Sèverine Harzo

Journaliste et autrice

#17. DE PLUIE ET DE LARMES


   
      Elle ne savait plus trop pourquoi, ce soir-là, elle avait tourné les talons et claqué la porte. C’était une pratique familiale très usitée qu’elle s’était pleinement appropriée. Elle avait fait depuis, fort heureusement, de gros progrès. Mais à l’époque, lorsque l’émotion devenait impossible à dominer et que les larmes affleuraient, la fuite s’imposait comme unique issue. Ce soir-là donc, sans qu’aucun des membres de l’assistance n’y prenne garde, elle s’était brusquement éclipsée. Pas un, elle en était certaine, n’avait pu identifier la cause de sa soudaine retraite. Elle-même aujourd’hui était bien incapable de s’en souvenir. Sa mémoire n’avait retenu de cet épisode que l’émotion générée. La colère d’abord. Résultat d’un manque d’attention ou d’égard. La jalousie, ensuite. Et enfin, toujours, le sentiment d’abandon, d’isolement. Elle était redevenue la petite fille adorée, adulée, qui nulle part hors de chez elle ne parvenait à susciter l’attention à laquelle ses parents l’avaient habituée. Elle avait donc pris la mouche et, vexée, s’en était allée. Dehors, il pleuvait. Et quoi de mieux que la pluie pour dissimuler les larmes ? La voilà donc tête nue, la musique à fond dans les écouteurs de son walkman, battant en rythme le pavé parisien.
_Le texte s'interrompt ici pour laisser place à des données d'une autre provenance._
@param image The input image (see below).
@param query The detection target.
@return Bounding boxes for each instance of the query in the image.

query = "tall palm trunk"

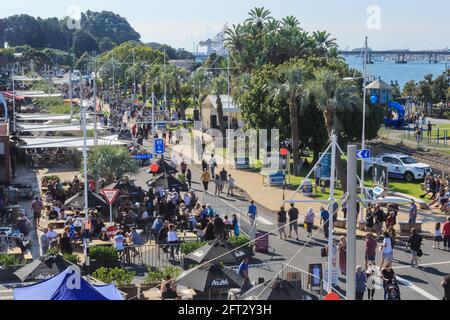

Marcher ainsi au pas cadencé l’apaisait. Paris la nuit sous la pluie la ravissait. L’asphalte inondée devenait miroir et la ville redoublait de lumière. Ruisselante de pluie et de larmes, elle avait noyé ses émotions dans les flaques d’eau avec, tout au fond d’elle-même, une certaine jouissance. La durée de l’exercice demeurait inconnue mais l’issue l’avait trouvée épuisée, vidée, et enrhumée, sous la douche. Le sommeil qui s’en était suivi n’avait pas suffit à adoucir ses yeux rougis et bouffis de larmes, témoins éphémères de son escapade détrempée.